Good Monday morning.
In today’s edition of Your Daily Phil, we report on divisions at the Jewish Social Justice Roundtable assembly last week and the Anti-Defamation League’s decision to continue advertising on X, and feature an opinion piece from Liz Fisher. Also in this newsletter: the Lauder family, Maayan Zin and Yuval Schlafman. We’ll start with an initiative to get Jewish college students to transfer to Israeli universities.
Looking to test the waters, Michael Eisenberg, an Israel-based venture capitalist and philanthropist, created a Google Form last week for American Jewish college students interested in transferring to an Israeli university in light of rising antisemitism on campuses in the United States, reports eJewishPhilanthropy’s Judah Ari Gross.
“If you are a Jewish student at Massachusetts Institute of Technology or Harvard University, Princeton University, University of Pennsylvania, Cornell University, The Cooper Union for the Advancement of Science and Art or other university and you would be interested in exploring moving to an Israeli university to finish your studies with a scholarship. Please fill out this form. You can also come serve your people and get an internship,” Eisenberg wrote in a post last week on LinkedIn.

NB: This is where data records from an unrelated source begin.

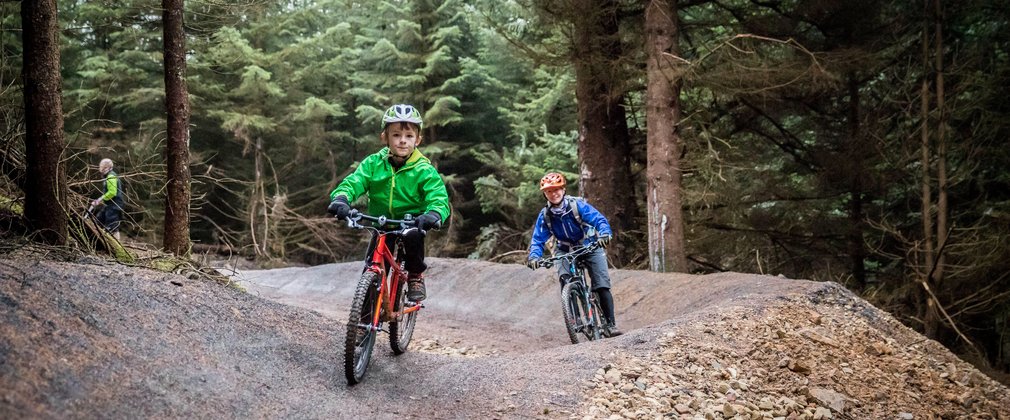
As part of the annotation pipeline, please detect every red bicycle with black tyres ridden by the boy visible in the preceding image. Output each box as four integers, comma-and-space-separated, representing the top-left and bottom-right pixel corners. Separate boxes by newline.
343, 210, 424, 385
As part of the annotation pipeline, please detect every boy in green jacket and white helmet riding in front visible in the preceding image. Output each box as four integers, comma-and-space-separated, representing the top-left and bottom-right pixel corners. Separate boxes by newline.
326, 104, 449, 302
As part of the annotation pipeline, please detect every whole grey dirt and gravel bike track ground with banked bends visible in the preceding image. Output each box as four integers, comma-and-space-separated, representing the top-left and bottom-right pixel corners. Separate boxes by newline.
0, 256, 1010, 419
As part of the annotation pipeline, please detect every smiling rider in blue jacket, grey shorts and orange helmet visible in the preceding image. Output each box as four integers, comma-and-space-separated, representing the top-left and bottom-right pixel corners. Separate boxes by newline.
526, 172, 621, 337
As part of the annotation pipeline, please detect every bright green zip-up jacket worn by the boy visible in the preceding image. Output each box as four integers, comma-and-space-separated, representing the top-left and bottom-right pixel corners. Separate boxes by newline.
329, 147, 449, 223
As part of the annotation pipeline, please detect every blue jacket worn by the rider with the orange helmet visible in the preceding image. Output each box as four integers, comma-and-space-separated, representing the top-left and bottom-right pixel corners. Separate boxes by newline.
527, 196, 613, 259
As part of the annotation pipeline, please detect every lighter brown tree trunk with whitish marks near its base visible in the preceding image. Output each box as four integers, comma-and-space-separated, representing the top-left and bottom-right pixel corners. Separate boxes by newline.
645, 0, 688, 273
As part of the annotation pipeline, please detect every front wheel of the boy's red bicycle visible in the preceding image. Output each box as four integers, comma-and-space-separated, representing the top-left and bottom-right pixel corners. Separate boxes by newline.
343, 271, 381, 385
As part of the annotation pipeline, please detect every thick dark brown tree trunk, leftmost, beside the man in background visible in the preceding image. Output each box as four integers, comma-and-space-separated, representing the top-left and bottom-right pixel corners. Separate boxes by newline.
21, 0, 69, 244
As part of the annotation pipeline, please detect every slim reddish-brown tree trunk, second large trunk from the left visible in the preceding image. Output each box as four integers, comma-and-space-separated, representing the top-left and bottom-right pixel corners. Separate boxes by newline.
162, 0, 190, 255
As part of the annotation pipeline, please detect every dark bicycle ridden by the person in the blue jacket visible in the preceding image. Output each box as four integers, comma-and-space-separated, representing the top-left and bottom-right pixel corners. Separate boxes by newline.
537, 242, 610, 344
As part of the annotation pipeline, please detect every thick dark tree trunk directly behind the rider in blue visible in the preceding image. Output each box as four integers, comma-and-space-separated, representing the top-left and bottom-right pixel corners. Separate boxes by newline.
572, 0, 636, 266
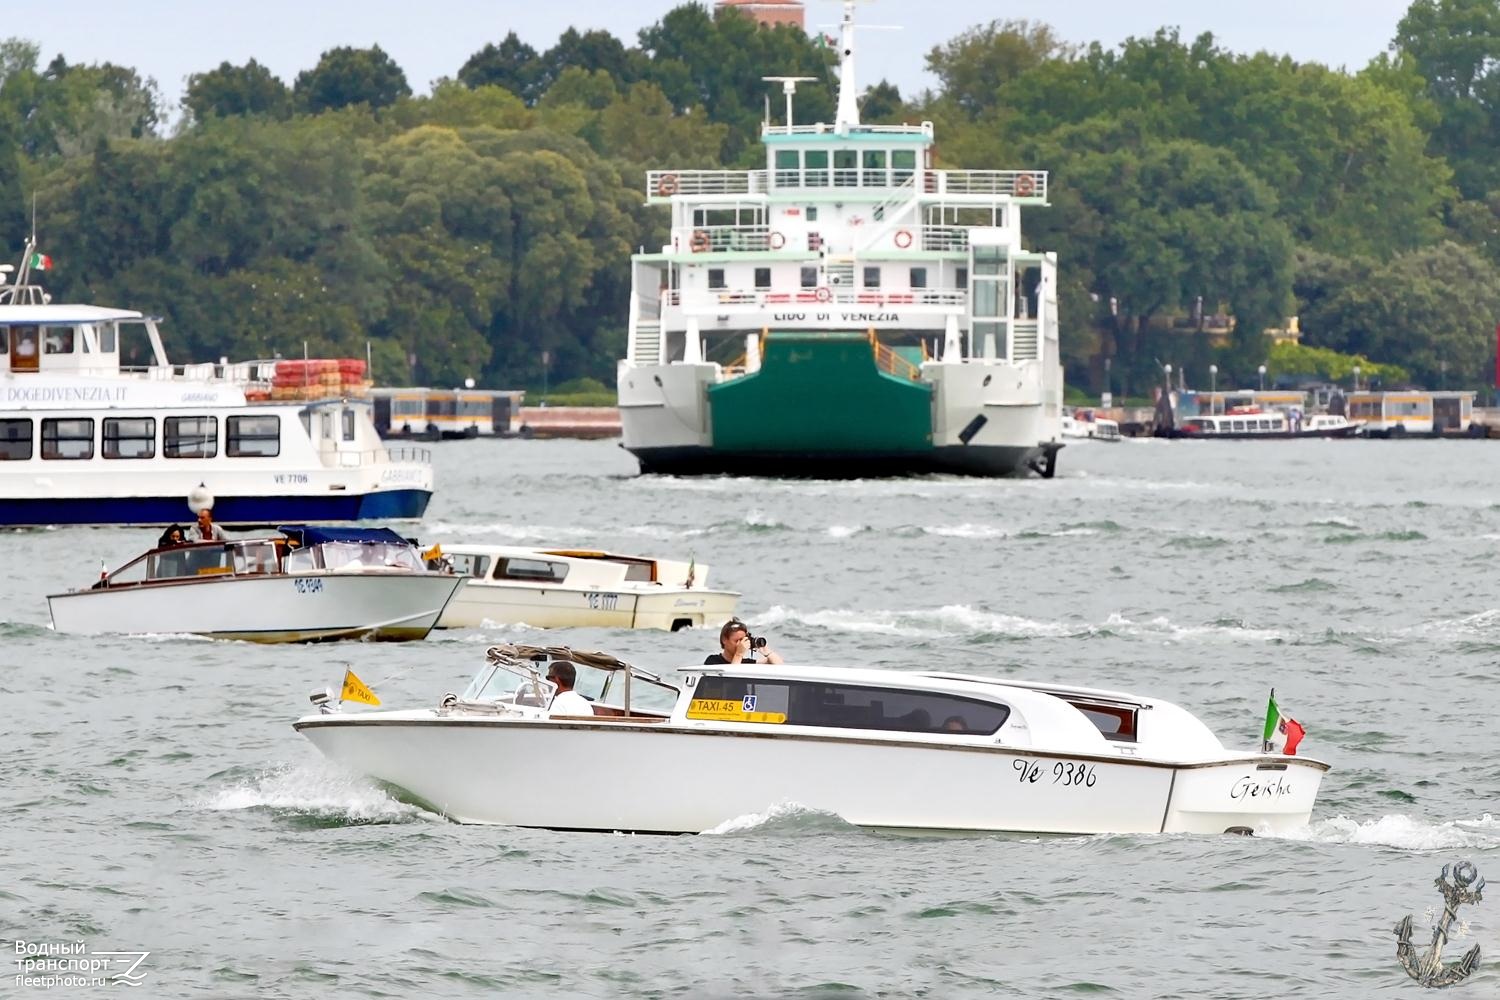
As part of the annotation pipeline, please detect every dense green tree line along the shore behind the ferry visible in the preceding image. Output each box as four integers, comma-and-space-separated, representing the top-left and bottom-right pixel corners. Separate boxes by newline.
0, 0, 1500, 393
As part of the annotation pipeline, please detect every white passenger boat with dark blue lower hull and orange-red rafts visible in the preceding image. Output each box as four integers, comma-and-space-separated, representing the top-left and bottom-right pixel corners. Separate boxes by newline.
0, 240, 432, 526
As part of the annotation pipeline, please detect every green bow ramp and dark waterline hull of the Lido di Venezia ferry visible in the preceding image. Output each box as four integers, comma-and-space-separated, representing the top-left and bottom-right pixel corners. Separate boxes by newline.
630, 333, 1058, 478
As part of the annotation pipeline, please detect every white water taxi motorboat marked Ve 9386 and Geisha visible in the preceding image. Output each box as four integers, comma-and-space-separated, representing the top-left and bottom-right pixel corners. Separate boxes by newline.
296, 646, 1329, 834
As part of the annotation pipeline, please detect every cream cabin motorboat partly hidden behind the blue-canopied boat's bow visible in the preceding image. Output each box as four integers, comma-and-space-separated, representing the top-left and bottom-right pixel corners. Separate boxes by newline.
438, 541, 740, 631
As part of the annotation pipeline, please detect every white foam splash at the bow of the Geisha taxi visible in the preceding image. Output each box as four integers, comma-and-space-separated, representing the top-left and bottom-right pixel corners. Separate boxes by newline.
200, 765, 437, 826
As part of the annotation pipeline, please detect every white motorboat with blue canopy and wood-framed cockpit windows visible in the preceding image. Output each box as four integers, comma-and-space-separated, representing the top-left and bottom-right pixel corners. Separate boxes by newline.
47, 526, 464, 642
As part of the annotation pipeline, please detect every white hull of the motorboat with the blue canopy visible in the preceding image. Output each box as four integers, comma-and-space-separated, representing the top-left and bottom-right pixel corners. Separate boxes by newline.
47, 571, 462, 643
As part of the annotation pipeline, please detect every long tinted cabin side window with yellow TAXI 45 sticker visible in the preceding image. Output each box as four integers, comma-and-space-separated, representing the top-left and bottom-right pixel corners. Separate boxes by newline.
687, 675, 1011, 736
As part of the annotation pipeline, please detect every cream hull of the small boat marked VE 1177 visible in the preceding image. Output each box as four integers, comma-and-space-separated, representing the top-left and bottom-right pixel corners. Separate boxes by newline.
438, 579, 740, 631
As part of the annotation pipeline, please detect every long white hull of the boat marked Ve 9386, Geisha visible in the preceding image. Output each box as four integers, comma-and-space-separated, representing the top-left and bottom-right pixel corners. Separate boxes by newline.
296, 712, 1328, 834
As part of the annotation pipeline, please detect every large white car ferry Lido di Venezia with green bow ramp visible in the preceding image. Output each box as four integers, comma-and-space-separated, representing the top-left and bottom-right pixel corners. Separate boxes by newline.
618, 0, 1062, 477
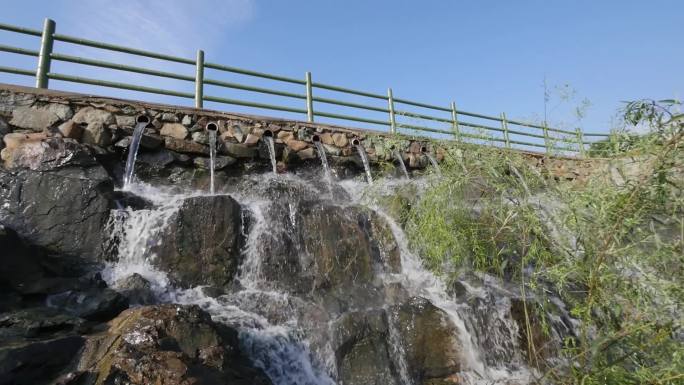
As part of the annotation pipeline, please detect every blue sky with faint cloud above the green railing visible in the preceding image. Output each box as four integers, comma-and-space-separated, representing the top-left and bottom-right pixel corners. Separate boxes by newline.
0, 0, 684, 141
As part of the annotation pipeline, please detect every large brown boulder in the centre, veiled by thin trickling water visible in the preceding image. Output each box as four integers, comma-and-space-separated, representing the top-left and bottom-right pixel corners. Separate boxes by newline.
258, 198, 401, 305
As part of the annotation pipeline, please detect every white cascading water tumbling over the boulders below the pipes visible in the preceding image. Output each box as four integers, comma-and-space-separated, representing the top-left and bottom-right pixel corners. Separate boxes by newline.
104, 170, 556, 385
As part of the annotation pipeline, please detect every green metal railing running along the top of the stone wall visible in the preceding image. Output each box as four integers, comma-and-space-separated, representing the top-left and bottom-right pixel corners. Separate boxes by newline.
0, 19, 609, 155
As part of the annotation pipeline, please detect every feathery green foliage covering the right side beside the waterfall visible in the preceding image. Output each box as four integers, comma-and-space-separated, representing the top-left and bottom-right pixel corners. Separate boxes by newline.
372, 101, 684, 385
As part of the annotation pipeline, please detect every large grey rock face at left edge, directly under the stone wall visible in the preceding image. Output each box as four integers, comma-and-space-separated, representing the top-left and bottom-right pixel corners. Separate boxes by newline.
0, 160, 113, 261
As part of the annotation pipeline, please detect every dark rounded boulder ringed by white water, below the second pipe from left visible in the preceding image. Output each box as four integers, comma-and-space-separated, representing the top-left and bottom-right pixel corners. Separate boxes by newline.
153, 195, 242, 287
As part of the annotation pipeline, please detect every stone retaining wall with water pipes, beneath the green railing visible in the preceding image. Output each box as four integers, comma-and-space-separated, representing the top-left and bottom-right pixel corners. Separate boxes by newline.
0, 84, 616, 180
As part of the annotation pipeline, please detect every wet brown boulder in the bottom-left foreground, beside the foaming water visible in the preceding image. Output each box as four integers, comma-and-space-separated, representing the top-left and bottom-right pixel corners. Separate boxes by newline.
77, 305, 271, 385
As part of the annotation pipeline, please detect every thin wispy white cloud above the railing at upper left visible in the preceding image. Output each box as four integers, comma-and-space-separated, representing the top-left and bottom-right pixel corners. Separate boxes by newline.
59, 0, 254, 57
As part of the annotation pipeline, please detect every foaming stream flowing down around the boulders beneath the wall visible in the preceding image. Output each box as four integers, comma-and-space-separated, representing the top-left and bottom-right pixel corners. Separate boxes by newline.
103, 173, 560, 385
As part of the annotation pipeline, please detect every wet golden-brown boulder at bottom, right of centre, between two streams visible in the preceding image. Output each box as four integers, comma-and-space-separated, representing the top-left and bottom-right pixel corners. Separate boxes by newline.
389, 297, 461, 383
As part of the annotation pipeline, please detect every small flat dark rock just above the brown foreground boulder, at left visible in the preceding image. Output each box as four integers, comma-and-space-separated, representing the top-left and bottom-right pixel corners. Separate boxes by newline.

Eisenberg said he had first tried to get the Israeli government to take on this issue, but when that failed to gain traction, he set out to do it himself. “I called two philanthropists and said, ‘Would you fund this?’ And I spoke to Reichman University and Tel Aviv University and said, ‘Can you take these students and teach them in English?’ Eisenberg told eJP. (He said he could not disclose the names of the philanthropists.) “They said yes, but we need to know what we’re dealing with. So I did what I do in technology, which is a test.”
Eisenberg said he anticipated less than a handful of students to fill out the form, but got 32. “I’m shocked by the response,” he said. “I’m working with all of the universities to figure out if there’s a match.”
“I’m not suggesting that this is a panacea,” he said. “What I really believe is that this is a tiny, little step toward something that [will come to fruition] three to four years from now.”